Lionsgate, which has a Canadian domicile, earlier confirmed negotiations with Starz as Liberty Media’s Malone, who has a controlling stake in Starz, eyed a cross-border merger to avoid the U.S. tax net. “We have the extended benefit of being a Canadian multinational company. This will immediately drive incremental cash savings,” Lionsgate CFO James Barge told analysts on Thursday.
Lionsgate’s Feltheimer and vice chairman Michael Burns said earlier in a statement that the transaction united two companies with strong brands and complementary assets. “We expect the acquisition to be highly accretive, generate significant synergies and create a whole that is greater than the sum of its parts. Chris Albrecht and his team have built a world-class platform and programming leader, and we’re proud to marshal our resources in a deal that accelerates our growth and diversification, generates exciting new strategic content opportunities and creates significant value for our shareholders,” they said.
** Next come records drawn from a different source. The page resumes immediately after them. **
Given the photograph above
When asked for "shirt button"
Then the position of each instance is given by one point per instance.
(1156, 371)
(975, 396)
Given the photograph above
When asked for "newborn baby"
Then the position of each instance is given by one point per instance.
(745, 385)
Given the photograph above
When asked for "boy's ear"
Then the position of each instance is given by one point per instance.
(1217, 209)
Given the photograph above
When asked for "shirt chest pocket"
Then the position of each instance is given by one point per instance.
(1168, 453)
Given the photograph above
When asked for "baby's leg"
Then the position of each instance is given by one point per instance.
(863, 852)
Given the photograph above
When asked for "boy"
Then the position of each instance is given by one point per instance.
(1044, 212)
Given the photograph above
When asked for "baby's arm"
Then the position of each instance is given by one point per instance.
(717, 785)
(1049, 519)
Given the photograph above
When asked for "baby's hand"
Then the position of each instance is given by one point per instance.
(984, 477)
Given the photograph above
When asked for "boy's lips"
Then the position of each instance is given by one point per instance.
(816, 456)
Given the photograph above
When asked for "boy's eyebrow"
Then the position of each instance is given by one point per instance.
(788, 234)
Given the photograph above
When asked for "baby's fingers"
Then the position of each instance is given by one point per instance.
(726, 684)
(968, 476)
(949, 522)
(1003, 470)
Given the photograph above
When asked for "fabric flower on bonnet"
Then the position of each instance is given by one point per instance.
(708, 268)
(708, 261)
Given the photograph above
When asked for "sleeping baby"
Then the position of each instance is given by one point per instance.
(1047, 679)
The agreement has been approved by the boards of directors of both firms and will be submitted to their respective shareholders for approval as well as to regulatory authorities. The deal is expected to close by year’s end. Starz had said in early February that Lionsgate “intends to explore whether there is a potential mutually beneficial combination of the two companies.”
A year before that, cable pioneer Malone had struck a deal to swap some Starz shares for a seat on the indie studio’s board. The deal gave Lionsgate a 4.5 percent economic stake in Starz and 14.5 percent voting stake.
Besides more collaboration between Lionsgate and Starz, FBN Securities analyst Robert Routh said the stock exchange agreement is a “precursor” to an eventual merger of the two entertainment companies.